In Los Angeles I worked for Bob, the owner of a small tree outfit. He spent most of his time meeting prospective clients and selling the work, and I was a kind of informal foreman of a three-man crew. Bob would calculate the cost of a job by estimating how much time it would take. Sometimes the job would take less time than he figured and sometimes a little more. Either way he knew we’d get the job done within a reasonable time frame.

Not long after I was hired Bob showed us a job that he figured would take a full eight hours and maybe closer to nine. “You’ve got all day,” he told me as we arrived in the early morning. “I’ll be gone until the late afternoon but if you can finish by 5 or 6 pm we’ll be in good shape.”

As soon as he left I told the other two guys, “Let’s finish this sucker as fast as we can — five or six hours — and then we’ll have a couple of hours of lying around time in the late afternoon.” We did that — busted ass, had a short lunch, managed to finish by 3 pm. We were raking up, folding the tarps and putting away the equipment around 3:15 pm when Bob returned. “Whoa…you’ve finished! Good work!” He was so pleased with our professional dispatch that he decided to take us over to another job.

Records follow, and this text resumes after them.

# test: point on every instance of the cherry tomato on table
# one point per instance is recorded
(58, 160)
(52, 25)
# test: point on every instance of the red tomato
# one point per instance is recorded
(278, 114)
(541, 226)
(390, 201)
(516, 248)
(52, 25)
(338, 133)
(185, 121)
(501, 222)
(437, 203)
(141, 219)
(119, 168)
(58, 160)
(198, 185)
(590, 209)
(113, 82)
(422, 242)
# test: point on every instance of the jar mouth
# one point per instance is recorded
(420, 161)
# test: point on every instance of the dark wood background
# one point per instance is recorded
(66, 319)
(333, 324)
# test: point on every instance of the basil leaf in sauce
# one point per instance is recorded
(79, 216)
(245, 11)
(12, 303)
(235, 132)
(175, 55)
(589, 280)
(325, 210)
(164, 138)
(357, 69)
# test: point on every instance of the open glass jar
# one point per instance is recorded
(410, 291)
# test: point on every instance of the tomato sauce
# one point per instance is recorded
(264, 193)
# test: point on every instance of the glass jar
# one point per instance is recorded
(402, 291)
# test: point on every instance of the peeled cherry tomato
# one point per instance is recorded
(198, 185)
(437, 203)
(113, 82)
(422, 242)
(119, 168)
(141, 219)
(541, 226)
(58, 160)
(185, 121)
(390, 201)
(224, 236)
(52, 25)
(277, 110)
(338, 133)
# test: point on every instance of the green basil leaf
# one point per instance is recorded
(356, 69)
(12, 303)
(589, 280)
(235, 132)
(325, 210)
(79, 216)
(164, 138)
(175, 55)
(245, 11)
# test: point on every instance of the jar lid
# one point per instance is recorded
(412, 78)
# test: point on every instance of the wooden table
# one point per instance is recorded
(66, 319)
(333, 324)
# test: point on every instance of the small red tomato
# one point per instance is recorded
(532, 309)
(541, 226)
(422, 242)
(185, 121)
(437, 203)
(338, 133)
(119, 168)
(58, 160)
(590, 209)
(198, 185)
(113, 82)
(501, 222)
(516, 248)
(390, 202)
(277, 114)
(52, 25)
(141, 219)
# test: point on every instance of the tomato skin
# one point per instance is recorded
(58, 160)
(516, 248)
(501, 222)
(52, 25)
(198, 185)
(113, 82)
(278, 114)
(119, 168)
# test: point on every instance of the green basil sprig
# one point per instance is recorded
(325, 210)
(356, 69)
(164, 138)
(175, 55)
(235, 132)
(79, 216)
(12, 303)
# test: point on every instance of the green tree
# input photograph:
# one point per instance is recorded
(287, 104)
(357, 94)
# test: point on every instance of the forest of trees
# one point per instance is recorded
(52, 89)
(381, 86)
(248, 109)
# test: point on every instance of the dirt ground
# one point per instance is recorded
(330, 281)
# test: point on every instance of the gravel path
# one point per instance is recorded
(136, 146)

“Whoa, wait…you told us this was it for the day,” I said. “Well, yeah but we can make it an even better day if we finish this other job,” Bob answered with a grin and a comradely poke. “It’ll only take an hour, 90 minutes at most…won’t be that hard.”

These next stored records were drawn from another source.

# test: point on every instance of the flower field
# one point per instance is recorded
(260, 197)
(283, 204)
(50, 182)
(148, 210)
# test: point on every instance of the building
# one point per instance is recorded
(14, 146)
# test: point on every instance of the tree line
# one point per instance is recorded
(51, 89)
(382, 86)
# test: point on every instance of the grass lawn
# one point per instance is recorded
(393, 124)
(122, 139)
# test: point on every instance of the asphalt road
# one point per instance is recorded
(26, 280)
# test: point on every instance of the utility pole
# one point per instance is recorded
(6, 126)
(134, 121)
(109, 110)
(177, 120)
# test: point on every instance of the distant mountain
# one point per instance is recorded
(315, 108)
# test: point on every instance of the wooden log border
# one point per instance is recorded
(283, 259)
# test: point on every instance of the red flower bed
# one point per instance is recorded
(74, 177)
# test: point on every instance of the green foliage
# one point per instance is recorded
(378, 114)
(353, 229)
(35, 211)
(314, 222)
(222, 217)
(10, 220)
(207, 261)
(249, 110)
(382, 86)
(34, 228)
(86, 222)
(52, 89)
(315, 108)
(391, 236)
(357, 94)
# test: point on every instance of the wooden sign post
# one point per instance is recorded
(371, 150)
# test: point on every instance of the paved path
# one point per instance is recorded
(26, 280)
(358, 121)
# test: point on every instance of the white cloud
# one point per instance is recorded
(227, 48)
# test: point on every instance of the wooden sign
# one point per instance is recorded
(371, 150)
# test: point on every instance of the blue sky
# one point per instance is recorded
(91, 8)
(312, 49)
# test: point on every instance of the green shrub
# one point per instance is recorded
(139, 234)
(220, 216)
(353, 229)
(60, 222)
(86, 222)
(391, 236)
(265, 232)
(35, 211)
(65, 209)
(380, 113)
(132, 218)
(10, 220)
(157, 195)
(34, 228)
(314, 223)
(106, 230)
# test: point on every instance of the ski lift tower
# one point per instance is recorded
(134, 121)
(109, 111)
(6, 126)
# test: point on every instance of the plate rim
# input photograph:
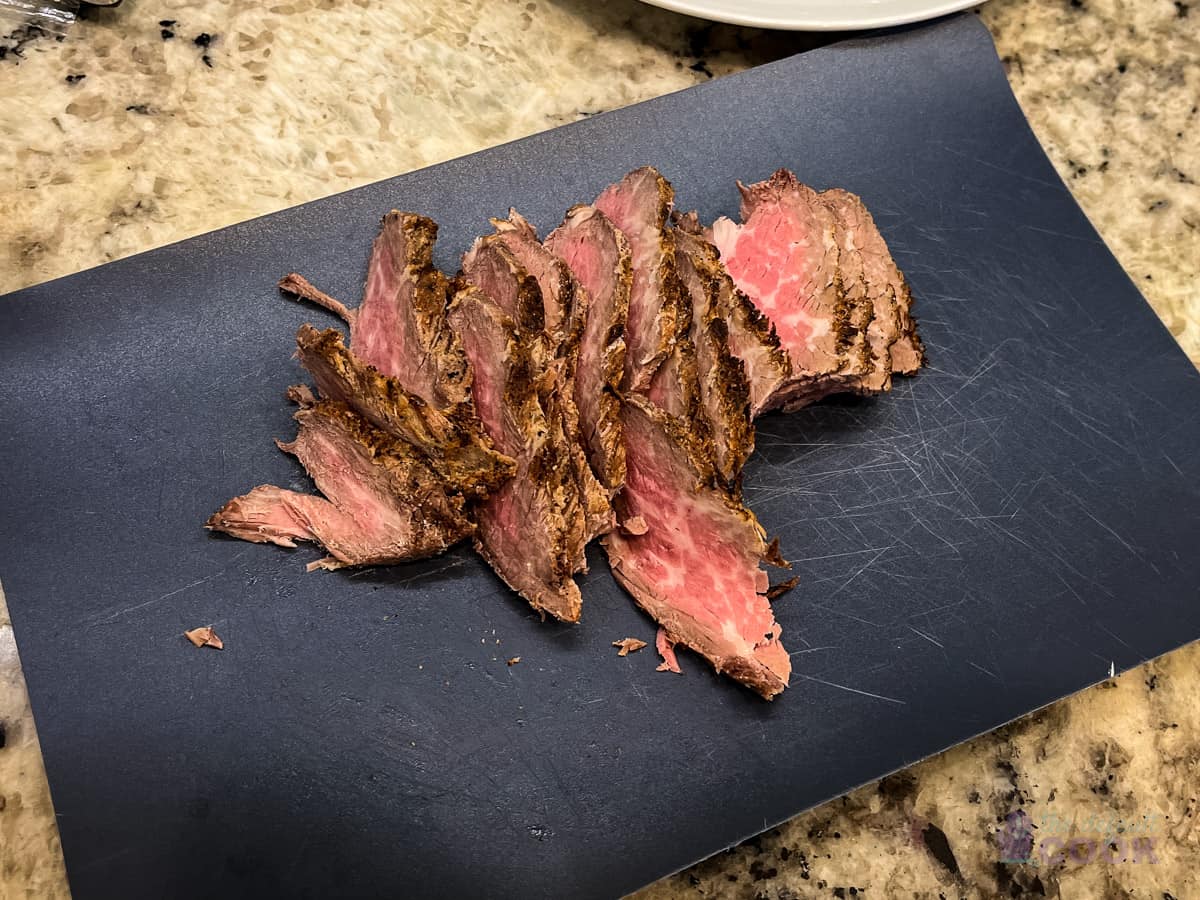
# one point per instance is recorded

I felt used and abused, but this episode taught me a lesson. Never work hard for the boss because if you do he’ll just try to make you do more and work harder. From that point on I never worked any faster than I had to, and sometimes a little slower. I didn’t become a slacker and I always did the work, but I learned to take my time.

Now that I’m running my own business I’ve adopted Bob’s attitude — do more, earn more, go-go — but when you’re earning wages you see things differently. I remember this mindset like it was yesterday. I can imagine what it must be like to live your whole life with this attitude — fuck the boss, I hate this fucking job, I work so hard and for what? — and can therefore sympathize to some extent with wage-earner types. Not that much but somewhat.